Genentech Files Complaint Over Amgen’s Development of Avastin Biosimilar

Roche’s Genentech filed a complaint in Delaware District Court last week charging that Amgen, which is developing a biosimilar version of Genentech’s blockbuster cancer treatment Avastin (bevacizumab), has obstructed its ability to determine whether the manufacture and/or sale of Amgen’s biosimilar would infringe Genentech’s patents.

According to the complaint, Amgen has opted into the information exchange procedures under the Biologics Price Competition and Innovation Act (BPCIA), known colloquially as the “patent dance,” but Genentech says it has not gained access to certain Amgen manufacturing information that would help to elucidate whether Amgen’s proposed product infringes on Genentech’s patents.

Background

First approved in 2004, Avastin is one of the best-selling cancer treatments in the US and has been approved by the Food and Drug Administration (FDA) to treat metastatic colon cancer, lung cancer, glioblastoma, ovarian cancer and cervical cancer.

Last November, Amgen filed for FDA approval to market a biosimilar of Avastin and on 4 January, FDA notified Amgen that its application was accepted for review.

The “patent dance,” which will be reviewed by the US Supreme Court later this year as it continues to spur disagreements among biologics and biosimilars sponsors, allows parties to narrow or eliminate patent disputes prior to a biosimilar’s approval and ensures the innovator has received enough information about the proposed biosimilar to seek a preliminary injunction should an applicant who receives approval attempt to launch at risk.

Complaint

Genentech claims that Amgen is ignoring the statutory language, and though it has provided the reference biologic sponsor with a copy of its application to FDA, “ten days before Amgen’s production was due, Genentech provided a list of ‘other information’ that was relevant to its patent assessment, tying each request to the patents implicated.
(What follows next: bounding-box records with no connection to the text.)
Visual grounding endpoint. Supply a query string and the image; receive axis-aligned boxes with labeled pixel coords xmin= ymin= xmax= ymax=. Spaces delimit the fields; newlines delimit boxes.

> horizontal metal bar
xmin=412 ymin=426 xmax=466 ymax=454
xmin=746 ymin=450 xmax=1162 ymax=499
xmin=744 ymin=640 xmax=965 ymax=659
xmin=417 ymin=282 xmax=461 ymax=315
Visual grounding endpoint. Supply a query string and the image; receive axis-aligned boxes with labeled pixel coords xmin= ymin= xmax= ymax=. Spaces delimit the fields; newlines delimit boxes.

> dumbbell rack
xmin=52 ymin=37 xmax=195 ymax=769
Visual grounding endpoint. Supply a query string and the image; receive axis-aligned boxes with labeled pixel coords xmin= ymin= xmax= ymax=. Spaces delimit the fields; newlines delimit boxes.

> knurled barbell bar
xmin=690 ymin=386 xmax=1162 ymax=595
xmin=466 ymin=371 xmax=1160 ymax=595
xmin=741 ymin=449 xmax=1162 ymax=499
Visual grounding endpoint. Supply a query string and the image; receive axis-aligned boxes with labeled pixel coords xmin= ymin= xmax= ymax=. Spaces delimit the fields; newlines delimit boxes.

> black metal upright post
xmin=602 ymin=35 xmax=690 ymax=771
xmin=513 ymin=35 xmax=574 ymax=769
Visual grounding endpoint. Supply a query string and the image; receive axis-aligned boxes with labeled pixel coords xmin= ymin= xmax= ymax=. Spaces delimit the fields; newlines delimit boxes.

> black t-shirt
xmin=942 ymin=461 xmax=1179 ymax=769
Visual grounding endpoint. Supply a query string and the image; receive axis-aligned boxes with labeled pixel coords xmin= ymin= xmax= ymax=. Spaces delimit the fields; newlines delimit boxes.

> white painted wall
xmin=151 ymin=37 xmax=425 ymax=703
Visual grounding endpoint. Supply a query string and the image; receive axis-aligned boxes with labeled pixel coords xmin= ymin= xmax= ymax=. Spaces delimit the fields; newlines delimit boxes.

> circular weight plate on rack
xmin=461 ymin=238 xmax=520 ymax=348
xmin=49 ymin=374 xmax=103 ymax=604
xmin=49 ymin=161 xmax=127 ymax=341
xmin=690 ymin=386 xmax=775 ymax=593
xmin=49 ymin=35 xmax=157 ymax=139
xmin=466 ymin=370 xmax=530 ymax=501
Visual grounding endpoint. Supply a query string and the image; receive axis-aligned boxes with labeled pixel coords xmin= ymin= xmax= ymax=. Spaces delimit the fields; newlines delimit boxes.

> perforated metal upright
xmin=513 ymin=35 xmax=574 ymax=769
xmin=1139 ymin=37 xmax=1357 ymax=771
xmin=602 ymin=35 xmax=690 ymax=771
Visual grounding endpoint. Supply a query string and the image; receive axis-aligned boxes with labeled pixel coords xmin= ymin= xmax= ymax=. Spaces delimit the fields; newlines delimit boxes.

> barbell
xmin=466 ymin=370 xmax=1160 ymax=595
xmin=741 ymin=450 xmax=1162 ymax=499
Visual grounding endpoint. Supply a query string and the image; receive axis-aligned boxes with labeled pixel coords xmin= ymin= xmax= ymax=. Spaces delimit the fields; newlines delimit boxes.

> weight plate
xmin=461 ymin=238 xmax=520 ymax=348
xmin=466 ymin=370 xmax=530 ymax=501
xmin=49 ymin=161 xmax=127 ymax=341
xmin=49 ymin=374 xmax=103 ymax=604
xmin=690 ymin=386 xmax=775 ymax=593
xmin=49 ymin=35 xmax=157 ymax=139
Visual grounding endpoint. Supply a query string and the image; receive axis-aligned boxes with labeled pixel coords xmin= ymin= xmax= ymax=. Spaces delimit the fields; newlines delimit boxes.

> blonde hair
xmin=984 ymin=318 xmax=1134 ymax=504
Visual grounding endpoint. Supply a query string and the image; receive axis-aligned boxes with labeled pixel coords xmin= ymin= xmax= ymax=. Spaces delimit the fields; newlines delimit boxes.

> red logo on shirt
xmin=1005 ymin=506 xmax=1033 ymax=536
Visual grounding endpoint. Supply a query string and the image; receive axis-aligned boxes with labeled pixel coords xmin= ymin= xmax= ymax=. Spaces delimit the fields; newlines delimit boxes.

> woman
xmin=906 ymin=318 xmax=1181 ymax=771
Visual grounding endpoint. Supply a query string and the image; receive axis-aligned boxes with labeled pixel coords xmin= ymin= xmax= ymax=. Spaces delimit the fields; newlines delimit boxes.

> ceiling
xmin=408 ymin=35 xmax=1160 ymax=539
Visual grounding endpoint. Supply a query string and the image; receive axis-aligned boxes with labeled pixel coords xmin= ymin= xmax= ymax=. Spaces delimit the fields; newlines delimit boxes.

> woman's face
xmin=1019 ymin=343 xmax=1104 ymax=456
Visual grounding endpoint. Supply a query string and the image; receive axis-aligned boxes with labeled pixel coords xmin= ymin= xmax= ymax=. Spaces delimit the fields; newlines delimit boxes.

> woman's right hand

But Amgen ignored this targeted request and took the position that producing the aBLA [abbreviated biologics license application] alone was sufficient under the statute.”

Genentech also points out that when Amgen, which manufactures and markets both biosimilars and reference biologics, was on the other side of the equation and sued Pfizer’s Hospira for applying to market a biosimilar of Amgen’s blockbuster Epogen (epoetin alfa), Amgen made similar claims that Genentech made with regard to noncompliance with the BPCIA.

In fact, Amgen argued that biosimilar sponsors should not “hide, frustrate, and delay detection of this important information, while taking advantage of an abbreviated approval pathway predicated on the reference product sponsor’s own prior innovation and investment.”

Genentech tells the court it needs “immediate relief” or it “will be forced to evaluate its rights based on an incomplete record and thus risk forgoing the assertion of patents whose infringement would be revealed in the undisclosed manufacturing records.”

Amgen and partner Allergan also have submitted one of the first biosimilar applications in the EU, though Boehringer Ingelheim is also developing an Avastin biosimilar.